Employers' Advisor Blog Archives
July 2, 2014

On Monday, the U.S. Supreme Court decided Harris v. Quinn. As readers of my June 10 posting will recall, the plaintiffs in that case objected on First Amendment grounds to being required to contribute public union dues as a condition of their employment. Because unions rarely thrive unless they are able to compel non-member employees to contribute towards their expenses, the case raises issues affecting the very future of public sector unionism.

Some commentators have emphasized the narrowness of Monday’s ruling. The court sided with the plaintiffs but in a way that — at least for the time being — does not impact on the vast majority of unionized public employees. Essentially, the court treated the plaintiffs — home care workers who are paid under a Medicaid program primarily to take care of disabled family members — as “partial-public” or “quasi-public” employees distinct from the “full-fledged” state employees considered by the court in prior decisions. In this way, the court avoided a head-on collision with its 1977 decision in Abood v. Detroit Board of Education, which held that public employees could be compelled to contribute to a union’s “agency costs” in negotiating and administering a collective bargaining agreement, even if the First Amendment forbade requiring non-members from contributing to political activities or speech. So, Monday’s ruling has no immediate effect on “full-fledged” public employees, whom unions more typically represent.

Still, Harris v. Quinn hardly bodes well for the future of public unions.
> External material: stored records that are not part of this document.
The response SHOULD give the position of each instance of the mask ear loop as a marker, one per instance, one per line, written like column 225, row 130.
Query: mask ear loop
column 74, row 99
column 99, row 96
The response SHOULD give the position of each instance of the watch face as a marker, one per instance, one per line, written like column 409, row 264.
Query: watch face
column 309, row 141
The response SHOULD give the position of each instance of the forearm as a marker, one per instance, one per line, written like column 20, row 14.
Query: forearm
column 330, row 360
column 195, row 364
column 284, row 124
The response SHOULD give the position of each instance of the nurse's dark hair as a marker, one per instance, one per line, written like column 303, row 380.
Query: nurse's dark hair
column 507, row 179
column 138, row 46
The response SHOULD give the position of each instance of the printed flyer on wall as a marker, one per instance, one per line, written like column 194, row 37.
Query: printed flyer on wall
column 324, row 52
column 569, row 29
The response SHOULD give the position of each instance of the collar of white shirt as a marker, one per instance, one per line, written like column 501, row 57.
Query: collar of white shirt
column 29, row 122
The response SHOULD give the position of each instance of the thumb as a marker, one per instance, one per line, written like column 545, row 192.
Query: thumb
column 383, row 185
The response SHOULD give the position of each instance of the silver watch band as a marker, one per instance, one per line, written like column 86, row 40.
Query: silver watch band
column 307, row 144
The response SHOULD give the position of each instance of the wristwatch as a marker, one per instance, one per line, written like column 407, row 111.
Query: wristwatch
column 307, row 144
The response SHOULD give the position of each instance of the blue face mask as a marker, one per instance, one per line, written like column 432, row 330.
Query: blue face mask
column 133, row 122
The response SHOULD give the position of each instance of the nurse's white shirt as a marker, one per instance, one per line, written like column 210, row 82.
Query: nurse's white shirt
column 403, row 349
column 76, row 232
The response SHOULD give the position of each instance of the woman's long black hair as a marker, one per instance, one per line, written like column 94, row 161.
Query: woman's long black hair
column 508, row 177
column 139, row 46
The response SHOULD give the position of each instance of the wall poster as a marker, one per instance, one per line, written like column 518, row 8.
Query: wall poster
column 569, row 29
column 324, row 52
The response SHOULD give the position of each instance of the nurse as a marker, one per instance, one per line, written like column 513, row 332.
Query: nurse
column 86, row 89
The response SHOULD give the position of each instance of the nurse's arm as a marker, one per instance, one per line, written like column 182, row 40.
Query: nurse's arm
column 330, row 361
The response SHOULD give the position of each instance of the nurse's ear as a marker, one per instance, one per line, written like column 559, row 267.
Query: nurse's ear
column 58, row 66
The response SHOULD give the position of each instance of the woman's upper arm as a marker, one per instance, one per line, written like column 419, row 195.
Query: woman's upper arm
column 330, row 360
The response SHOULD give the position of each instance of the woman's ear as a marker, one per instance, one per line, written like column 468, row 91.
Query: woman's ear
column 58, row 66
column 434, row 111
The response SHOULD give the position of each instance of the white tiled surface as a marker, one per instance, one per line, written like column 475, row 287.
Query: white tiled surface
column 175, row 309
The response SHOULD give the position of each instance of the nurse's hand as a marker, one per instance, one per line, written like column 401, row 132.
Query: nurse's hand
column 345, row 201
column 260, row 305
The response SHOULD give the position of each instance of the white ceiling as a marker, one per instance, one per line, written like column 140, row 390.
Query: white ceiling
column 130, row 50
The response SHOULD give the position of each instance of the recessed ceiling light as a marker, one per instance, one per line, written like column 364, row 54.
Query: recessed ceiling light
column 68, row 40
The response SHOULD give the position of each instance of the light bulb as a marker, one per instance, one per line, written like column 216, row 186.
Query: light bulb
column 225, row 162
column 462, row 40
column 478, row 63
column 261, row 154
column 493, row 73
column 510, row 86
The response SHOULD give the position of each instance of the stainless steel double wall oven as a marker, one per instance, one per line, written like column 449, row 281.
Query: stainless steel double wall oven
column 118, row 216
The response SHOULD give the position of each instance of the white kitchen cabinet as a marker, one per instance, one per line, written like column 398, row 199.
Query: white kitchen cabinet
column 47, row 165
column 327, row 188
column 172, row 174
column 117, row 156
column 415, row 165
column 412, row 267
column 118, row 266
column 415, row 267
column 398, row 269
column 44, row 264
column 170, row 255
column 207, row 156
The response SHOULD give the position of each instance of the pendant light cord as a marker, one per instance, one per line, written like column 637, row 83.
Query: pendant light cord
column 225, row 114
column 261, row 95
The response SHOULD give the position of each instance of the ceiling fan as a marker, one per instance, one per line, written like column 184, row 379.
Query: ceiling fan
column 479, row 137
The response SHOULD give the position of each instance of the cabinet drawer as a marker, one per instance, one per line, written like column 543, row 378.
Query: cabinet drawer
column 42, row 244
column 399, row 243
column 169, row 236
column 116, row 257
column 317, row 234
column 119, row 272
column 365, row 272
To begin with, Justice Alito, the author of the majority opinion, cast serious aspersions on Abood, whose foundations he termed “questionable.” He thus disputed the core distinction drawn by Abood between political speech and expenditures supporting collective bargaining activities, emphasizing that “in the public sector, core issues such as wages, pension, and benefits are important political issues.” He likewise attacked Abood’s provenance, suggesting that the decision was premised on an overly expansive reading of prior court precedents that had little or nothing to do with the First Amendment issues at stake.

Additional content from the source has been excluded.